Para a Receita, alguns anos foram especialmente atípicos porque, aparentemente, recursos entraram e saíram das contas de Glaucos sem clareza. Mas em nenhum momento o relatório diz quem são os agentes implicados nessas movimentações.

"(...) há razoável suspeita de que em alguns anos (especialmente 2010, 2011 e 2013), além da possibilidade de sonegação de receitas, as contas bancárias de Glaucos da Costamarques podem ter sido utilizadas apenas como interposição para passagem de expressivos valores de terceiros."

A Glaucos, a Receita solicitou informações a respeito de alguns créditos de origem obscura. Dois deles somam R$ 435 mil e foram identificados como provenientes de um de seus filhos. O terceiro, de R$ 420, ainda precisava ser apurado.

Já em relação à aquisição do imóvel em São Paulo e do apartamento 121, no mesmo prédio onde Lula reside há mais de 2 décadas, o relatório da Receita é inconclusivo: diz que a Lava Jato precisava "aprofundar" as investigações, sem apontar irregularidades.

SOBRE O IMÓVEL PARA O INSTITUTO LULA

A Receita Federal - que usa a denúncia da Lava Jato para nortear o relatório - apontou que, de fato, Glaucos recebeu R$ 800 mil pela compra e revenda para a DAG de um imóvel em São Paulo que foi recusado pelo Instituto Lula. E deixou a cargo dos investigadores o aprofundamento da apuração. 

"(...) tal ganho de R$ 800 mil, sobre uma suposta 'cessão de direitos' que teriam sido adquiridos junto à 'ASA' (antiga proprietária) sem custo algum, tudo no mesmo ano de 2010, tem de ser melhor esclarecida pela investigação", diz o documento.
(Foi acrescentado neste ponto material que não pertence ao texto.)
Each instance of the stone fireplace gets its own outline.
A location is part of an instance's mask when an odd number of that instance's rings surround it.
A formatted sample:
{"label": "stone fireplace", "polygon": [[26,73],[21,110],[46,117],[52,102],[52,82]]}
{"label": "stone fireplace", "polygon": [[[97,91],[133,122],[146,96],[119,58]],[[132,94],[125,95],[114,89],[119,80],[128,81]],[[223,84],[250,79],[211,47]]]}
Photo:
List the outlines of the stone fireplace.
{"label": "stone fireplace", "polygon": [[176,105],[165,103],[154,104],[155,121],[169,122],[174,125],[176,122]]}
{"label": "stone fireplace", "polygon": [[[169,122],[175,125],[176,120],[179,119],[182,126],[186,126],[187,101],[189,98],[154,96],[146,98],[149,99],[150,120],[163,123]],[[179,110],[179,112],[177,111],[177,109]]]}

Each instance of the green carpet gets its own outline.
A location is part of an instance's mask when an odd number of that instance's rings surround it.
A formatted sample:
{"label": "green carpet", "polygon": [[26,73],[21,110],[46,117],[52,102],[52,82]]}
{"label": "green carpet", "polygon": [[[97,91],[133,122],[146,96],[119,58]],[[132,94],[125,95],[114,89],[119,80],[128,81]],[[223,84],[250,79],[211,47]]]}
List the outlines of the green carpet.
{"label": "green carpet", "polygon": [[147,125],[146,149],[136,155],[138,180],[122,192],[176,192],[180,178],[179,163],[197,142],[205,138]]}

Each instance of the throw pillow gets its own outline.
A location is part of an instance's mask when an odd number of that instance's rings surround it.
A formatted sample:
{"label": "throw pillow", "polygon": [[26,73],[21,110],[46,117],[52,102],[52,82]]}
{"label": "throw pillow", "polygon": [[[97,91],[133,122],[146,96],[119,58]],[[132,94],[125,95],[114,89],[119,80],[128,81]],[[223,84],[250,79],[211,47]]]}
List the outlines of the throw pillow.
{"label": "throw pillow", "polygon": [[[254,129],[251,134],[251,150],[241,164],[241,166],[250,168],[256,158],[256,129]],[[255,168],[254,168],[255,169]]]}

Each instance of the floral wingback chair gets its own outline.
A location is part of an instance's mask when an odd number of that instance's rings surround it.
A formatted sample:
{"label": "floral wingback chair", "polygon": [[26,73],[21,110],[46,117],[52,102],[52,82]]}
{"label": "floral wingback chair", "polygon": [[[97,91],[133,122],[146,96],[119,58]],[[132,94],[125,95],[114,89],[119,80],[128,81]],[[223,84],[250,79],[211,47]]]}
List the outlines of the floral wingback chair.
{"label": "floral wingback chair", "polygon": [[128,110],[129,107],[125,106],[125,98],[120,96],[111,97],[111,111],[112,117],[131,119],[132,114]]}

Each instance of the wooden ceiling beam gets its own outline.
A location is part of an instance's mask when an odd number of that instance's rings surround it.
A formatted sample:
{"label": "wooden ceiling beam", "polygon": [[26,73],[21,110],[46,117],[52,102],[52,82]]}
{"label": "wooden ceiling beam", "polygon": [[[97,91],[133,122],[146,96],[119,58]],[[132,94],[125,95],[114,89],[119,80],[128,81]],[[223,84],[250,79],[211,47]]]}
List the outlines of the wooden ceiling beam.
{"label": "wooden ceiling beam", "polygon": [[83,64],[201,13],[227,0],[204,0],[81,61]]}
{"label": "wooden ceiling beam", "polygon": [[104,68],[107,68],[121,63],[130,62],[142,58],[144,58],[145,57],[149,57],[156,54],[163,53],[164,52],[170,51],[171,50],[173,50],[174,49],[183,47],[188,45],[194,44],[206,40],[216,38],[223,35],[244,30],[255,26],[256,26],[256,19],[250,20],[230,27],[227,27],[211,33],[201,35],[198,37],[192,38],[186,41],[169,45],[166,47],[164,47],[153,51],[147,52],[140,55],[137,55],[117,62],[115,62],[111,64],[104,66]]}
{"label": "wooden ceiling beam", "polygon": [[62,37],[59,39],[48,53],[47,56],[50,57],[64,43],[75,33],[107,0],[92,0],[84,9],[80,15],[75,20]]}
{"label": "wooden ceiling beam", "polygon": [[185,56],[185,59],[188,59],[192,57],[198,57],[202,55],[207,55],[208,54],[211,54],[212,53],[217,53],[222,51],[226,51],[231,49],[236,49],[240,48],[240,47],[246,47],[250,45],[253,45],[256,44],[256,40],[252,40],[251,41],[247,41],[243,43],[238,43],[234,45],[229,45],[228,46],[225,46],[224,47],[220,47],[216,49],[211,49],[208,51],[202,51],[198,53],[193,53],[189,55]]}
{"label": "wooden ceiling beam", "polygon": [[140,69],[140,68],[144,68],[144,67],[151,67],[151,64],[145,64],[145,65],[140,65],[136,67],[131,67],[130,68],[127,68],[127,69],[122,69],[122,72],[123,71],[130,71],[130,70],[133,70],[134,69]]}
A força-tarefa acredita que a Odebrecht repassou o recurso usado pela DAG na operação.

APARTAMENTO 121, EM SBC

A análise da Receita sobre o comprador, o vendedor e a corretora imobiliária que intermediou a venda do apartamento 121, em São Bernardo, mostra que tudo ocorreu sem nenhum tipo de ressalva.

Também confirma que Glaucos declarou à Receita a renda com o aluguel, de 2011 a 2015. Hoje, ele diz que essa declaração foi uma fraude. 

A versão corrobora o depoimento prestado a Moro, no sentido de afirmar que Lula não pagava o aluguel porque era, conforme acredita a Lava Jato, o proprietário oculto do imóvel.

Glaucos disse que fez a compra do apartamento por R$ 504 mil, a pedido de José Carlos Bumlai, que não tinha recursos para fazê-lo. A análise da Receita mostrou que Glaucos ajudou o primo distante com um empréstimo de R$ 450 mil, em 2011.

Após os recibos do aluguel assinados por Glaucos vir à tona, o réu e delator informal passou a alegar que assinou todos os comprovantes referentes ao ano de 2015 numa tacada só. Ele não rebateu a procedência dos papéis relativos aos anos de 2011, 2012, 2013 e 2014.

Desde então, ele só conversou com a reportagem do Estadão. Na ocasião, se recusou a explicar a origem dos recibos por orientação de seu advogado. Apenas reafirmou que o que ele havia dito a Moro, contra Lula, era a "verdade".